We expanded the comparative discussion of ACE-III, MMSE, and MoCA and added a dedicated comparative table summarizing the strengths, limitations, and clinical roles of these instruments alongside CDR, FAQ, and NPI-Q.

9. Potential overgeneralization of ACE-III utility

We revised the Discussion and Conclusions sections to better emphasize that ACE-III is a supportive multidomain cognitive profiling tool rather than a standalone diagnostic instrument. We also further clarified the contexts in which its diagnostic specificity may be limited, particularly in advanced disease stages, mixed pathology, and very early neurodegenerative presentations.

10. Insufficient discussion of conflicting evidence

The revised Discussion section now more explicitly addresses conflicting findings, heterogeneity across studies, and the limitations of current evidence, particularly regarding differentiation between dementia syndromes and psychosis-related presentations.

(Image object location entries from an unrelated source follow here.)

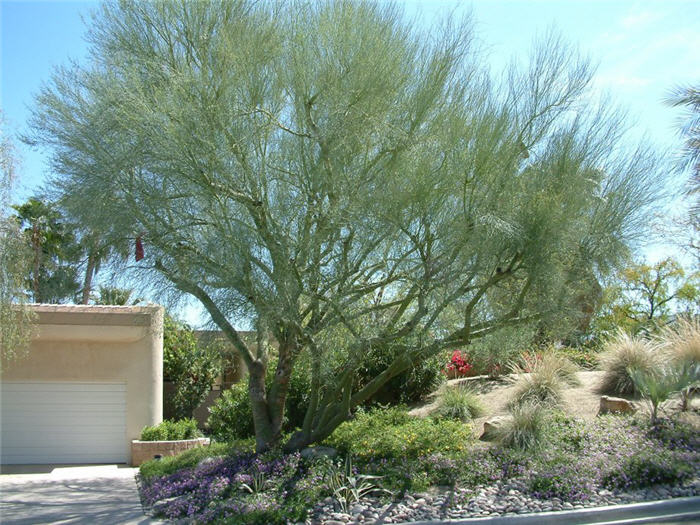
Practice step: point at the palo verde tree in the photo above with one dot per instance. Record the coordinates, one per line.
(341, 178)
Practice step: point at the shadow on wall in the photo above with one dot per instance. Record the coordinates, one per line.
(234, 371)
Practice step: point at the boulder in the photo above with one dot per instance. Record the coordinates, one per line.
(615, 405)
(318, 452)
(491, 427)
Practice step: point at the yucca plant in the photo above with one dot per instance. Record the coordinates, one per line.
(656, 386)
(682, 344)
(347, 486)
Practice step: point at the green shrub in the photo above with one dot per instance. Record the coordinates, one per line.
(646, 468)
(171, 431)
(392, 433)
(414, 384)
(526, 429)
(190, 458)
(231, 416)
(458, 402)
(543, 387)
(624, 353)
(656, 386)
(191, 367)
(561, 480)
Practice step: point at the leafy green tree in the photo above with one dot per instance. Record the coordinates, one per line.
(644, 296)
(340, 179)
(190, 366)
(111, 295)
(15, 318)
(53, 275)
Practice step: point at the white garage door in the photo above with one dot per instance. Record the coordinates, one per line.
(62, 423)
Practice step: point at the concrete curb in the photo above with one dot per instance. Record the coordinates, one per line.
(665, 511)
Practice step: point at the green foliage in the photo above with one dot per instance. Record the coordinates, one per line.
(190, 458)
(646, 468)
(15, 318)
(409, 386)
(231, 416)
(495, 354)
(346, 485)
(681, 340)
(622, 354)
(171, 431)
(112, 295)
(643, 297)
(55, 252)
(525, 429)
(190, 366)
(406, 195)
(541, 387)
(583, 356)
(392, 433)
(459, 403)
(657, 385)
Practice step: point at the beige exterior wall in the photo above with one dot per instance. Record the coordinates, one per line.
(94, 344)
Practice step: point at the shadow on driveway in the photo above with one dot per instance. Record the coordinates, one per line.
(75, 495)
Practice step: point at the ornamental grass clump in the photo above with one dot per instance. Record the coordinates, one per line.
(543, 387)
(525, 429)
(458, 402)
(622, 354)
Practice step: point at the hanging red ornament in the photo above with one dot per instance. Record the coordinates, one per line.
(139, 249)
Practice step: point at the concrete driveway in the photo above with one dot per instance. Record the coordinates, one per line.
(102, 494)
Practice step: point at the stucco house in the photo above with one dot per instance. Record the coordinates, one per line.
(91, 379)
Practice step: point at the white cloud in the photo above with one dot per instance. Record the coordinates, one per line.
(639, 20)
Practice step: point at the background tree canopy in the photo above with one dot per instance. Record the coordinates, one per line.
(346, 181)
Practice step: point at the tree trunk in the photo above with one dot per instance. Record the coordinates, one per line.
(89, 274)
(36, 244)
(264, 432)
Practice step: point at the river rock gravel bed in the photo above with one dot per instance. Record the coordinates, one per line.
(507, 498)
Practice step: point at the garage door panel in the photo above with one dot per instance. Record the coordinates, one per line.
(41, 386)
(63, 423)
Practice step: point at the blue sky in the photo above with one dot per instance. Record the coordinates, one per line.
(643, 49)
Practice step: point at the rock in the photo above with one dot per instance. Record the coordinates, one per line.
(615, 405)
(208, 460)
(318, 452)
(491, 427)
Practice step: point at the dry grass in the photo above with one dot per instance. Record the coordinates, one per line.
(622, 353)
(525, 429)
(682, 341)
(458, 402)
(544, 385)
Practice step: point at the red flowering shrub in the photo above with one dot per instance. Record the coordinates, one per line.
(458, 364)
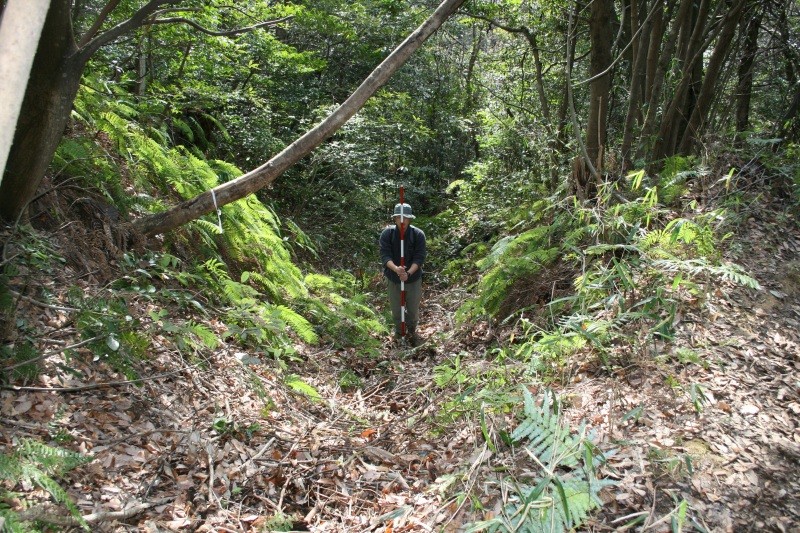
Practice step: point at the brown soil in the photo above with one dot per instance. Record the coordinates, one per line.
(212, 444)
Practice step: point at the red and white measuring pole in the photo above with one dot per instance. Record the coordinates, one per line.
(402, 264)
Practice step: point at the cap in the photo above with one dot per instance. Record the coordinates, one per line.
(403, 210)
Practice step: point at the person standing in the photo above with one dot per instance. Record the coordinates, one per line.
(411, 273)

11. Redundancy and repetition

We carefully edited the manuscript to reduce redundancy, consolidate repeated concepts, and improve overall readability and conciseness while preserving key clinical messages.

12. Language and formatting issues

The manuscript underwent additional language editing and proofreading to correct typographical errors, formatting inconsistencies, and encoding issues, and to improve sentence structure and readability throughout the text.

We are grateful for the Reviewer’s insightful comments and believe that the revisions substantially strengthened the scientific rigor, clarity, and clinical value of the manuscript.

 

Round 2

Reviewer 1 Report

Comments and Suggestions for Authors

Thanks for the hard work.

Reviewer 3 Report

Comments and Suggestions for Authors

We thank the authors for their careful and responsive revision of the manuscript. The changes made adequately address the issues raised during review and result in a clearer, more balanced, and methodologically transparent work. The revised version demonstrates improved conceptual coherence, a more critical and nuanced interpretation of the literature, and a strengthened clinical focus. Overall, the manuscript has been substantially improved and now provides a solid and well-positioned narrative review on the topic.

Comments on the Quality of English Language

The revised manuscript is written in clear, professional, and fluent English. The quality of the language has improved, and the text is generally well structured and easy to follow. The previous typographical, formatting, and encoding issues have been adequately addressed, and sentence flow and clarity are noticeably improved. Overall, the language quality is appropriate for publication.